Sunday 1 February 2009

Loveletter

I just said goodbye to a really good friend of mine, Silvia. She was here in Maastricht on Erasmus and now it's over. She's flying back tomorrow and I just had to say goodbye today because I couldn't stop the tears and I didn't want for it to become anymore difficult for her tomorrow... But it's horrible to see her go. She's been such a big part of my life here. I see her so often at her house, she's such an amazing person with whom we always had so much fun. We've gone through the same relationship troubles and everything... We were like our own little Sex and the City. She's so open, unassuming, beautiful, intelligent and funny. I sometimes find it hard to believe I've found so many great people here, there are only a few gems in this world and she is definately one of them.

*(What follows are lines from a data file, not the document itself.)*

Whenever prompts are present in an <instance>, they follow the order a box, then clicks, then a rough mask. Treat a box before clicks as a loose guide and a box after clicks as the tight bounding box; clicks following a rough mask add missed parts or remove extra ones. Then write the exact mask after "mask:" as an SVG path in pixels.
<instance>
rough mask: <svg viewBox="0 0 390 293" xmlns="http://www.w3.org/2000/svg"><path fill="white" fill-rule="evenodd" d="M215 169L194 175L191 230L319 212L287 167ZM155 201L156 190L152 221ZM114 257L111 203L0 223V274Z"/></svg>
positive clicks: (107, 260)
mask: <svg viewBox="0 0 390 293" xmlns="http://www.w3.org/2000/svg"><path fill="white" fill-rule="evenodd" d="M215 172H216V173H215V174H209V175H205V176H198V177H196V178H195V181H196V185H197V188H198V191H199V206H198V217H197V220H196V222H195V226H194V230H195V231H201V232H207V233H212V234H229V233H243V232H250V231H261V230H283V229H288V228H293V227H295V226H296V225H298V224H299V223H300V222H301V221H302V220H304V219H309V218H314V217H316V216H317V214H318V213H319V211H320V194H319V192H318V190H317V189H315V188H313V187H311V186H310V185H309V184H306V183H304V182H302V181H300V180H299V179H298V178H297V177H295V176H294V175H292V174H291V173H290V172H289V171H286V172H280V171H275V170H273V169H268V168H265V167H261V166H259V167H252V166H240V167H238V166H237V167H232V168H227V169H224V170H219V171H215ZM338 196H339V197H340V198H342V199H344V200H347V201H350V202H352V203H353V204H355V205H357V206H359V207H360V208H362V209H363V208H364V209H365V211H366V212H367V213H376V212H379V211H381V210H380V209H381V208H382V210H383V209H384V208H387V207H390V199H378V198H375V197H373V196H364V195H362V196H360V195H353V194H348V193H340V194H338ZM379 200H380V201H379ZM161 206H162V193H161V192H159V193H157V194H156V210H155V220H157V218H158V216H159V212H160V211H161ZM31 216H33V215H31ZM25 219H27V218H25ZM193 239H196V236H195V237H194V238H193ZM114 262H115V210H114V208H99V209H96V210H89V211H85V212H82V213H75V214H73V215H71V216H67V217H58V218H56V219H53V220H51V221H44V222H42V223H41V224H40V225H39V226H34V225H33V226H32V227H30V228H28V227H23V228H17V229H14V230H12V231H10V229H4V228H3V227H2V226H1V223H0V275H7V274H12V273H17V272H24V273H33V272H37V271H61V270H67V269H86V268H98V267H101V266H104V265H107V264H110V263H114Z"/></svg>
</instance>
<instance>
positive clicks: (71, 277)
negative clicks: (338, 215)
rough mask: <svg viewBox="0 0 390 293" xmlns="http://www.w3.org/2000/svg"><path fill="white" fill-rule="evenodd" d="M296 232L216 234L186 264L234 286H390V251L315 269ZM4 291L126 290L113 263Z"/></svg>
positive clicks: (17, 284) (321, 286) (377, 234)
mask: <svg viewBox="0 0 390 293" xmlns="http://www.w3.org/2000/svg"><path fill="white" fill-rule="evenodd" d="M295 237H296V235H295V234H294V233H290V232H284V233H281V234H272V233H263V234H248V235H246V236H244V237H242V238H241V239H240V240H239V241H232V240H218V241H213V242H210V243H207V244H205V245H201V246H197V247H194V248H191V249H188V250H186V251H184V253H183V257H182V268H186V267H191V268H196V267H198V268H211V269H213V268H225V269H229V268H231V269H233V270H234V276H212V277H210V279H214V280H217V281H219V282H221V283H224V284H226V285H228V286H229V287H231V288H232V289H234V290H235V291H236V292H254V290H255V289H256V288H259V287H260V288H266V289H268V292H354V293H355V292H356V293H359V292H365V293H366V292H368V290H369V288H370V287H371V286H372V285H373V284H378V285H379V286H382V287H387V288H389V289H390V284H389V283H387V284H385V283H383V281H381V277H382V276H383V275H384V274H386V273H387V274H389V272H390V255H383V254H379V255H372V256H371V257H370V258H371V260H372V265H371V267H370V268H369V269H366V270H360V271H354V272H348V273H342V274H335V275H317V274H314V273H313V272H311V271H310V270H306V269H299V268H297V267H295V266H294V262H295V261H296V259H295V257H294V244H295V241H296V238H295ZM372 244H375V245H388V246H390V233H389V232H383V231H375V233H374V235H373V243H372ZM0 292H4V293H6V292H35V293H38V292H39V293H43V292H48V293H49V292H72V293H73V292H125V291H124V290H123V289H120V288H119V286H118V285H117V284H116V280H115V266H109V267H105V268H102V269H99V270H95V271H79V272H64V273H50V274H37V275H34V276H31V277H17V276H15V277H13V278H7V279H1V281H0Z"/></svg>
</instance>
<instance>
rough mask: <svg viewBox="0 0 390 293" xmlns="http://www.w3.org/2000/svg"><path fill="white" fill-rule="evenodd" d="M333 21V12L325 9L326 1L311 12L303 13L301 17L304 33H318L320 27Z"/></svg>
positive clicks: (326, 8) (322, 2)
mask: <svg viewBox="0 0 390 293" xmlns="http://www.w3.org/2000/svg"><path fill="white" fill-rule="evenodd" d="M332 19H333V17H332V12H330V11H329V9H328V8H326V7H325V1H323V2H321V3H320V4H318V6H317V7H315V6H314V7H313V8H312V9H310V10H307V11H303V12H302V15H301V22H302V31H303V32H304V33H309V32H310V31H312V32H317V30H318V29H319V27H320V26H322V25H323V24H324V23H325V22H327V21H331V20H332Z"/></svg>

I first was rational about her departure. Logic says of course I will see her again. It was great for me to meet her and that eventually chances are that I will say goodbye to the most of the people here. Then I wrote on this book where she collects like well-wishes of her friends and I got really emotional. So I tried to stay positive, cheer her up because she was quite sad and I just wanted her to feel better. But now that I left her place and said the final goodbye, it was so difficult. I'm feeling sad for her because I knew she would have liked to stay and that when she goes back people won't understand what she left behind and will just assume she'll resume her life as normal. But I'm also kind of lost myself, what will my life be like without her?

Other things seem trivial. I will resume writing about silly things once I get over this.